Pre-retrieval protocol for the arrest pattern:

• CoQ10, 400–800 mg ubiquinol daily, begun 60–90 days before retrieval. This is the single intervention with the most direct evidence for improving mitochondrial function in oocytes and reducing post-EGA arrest.
• Alpha-lipoic acid, 300–600 mg daily. Regenerates CoQ10 and vitamin C within the mitochondrial membrane; reduces mitochondrial oxidative damage in the preantral follicle development phase.

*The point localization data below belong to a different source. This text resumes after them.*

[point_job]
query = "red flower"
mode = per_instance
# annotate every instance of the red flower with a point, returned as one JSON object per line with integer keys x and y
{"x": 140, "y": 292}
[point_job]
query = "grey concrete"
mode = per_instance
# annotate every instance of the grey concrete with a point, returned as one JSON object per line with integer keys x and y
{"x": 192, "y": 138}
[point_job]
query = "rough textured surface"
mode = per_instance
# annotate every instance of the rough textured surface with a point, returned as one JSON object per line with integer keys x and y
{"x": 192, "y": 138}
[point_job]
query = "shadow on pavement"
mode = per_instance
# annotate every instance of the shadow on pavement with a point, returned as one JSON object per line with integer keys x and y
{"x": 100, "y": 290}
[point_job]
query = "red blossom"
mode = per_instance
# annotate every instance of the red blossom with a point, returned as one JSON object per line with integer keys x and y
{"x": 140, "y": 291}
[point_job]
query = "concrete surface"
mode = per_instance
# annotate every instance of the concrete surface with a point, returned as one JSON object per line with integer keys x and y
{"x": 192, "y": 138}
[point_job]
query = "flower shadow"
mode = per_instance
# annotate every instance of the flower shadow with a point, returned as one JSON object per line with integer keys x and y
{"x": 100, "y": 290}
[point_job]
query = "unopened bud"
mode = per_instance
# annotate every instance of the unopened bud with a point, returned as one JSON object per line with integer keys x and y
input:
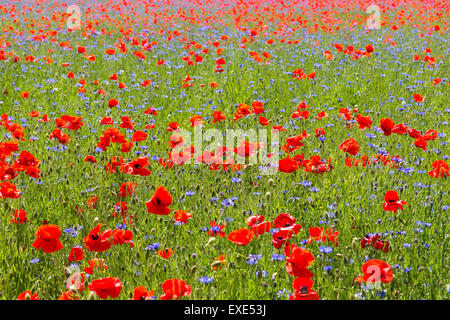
{"x": 193, "y": 269}
{"x": 211, "y": 240}
{"x": 92, "y": 296}
{"x": 355, "y": 243}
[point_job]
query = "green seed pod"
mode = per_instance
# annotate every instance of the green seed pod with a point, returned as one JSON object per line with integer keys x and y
{"x": 92, "y": 296}
{"x": 355, "y": 243}
{"x": 216, "y": 263}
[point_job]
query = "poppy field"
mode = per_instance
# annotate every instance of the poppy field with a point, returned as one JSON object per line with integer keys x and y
{"x": 228, "y": 149}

• Melatonin, 3 mg at night, begun 30 days before retrieval. Melatonin is produced by granulosa cells and is the primary antioxidant in follicular fluid. It directly reduces oxidative damage to oocyte mitochondria in the final maturation phase.
• Sleep, 7–8 hours consistently. Melatonin production is sleep-dependent. Protecting a consistent sleep window is a direct intervention in follicular antioxidant capacity, not a general wellness recommendation.
• Blood sugar stability through protein-first meals. Postprandial glucose spikes generate reactive oxygen species that accumulate in follicular fluid and damage mitochondria across the maturation arc.

If sperm DNA fragmentation is a possibility, the male partner should begin antioxidant supplementation simultaneously. A 90-day preparation that only addresses egg quality while leaving sperm DNA fragmentation unaddressed will not fully resolve the arrest pattern.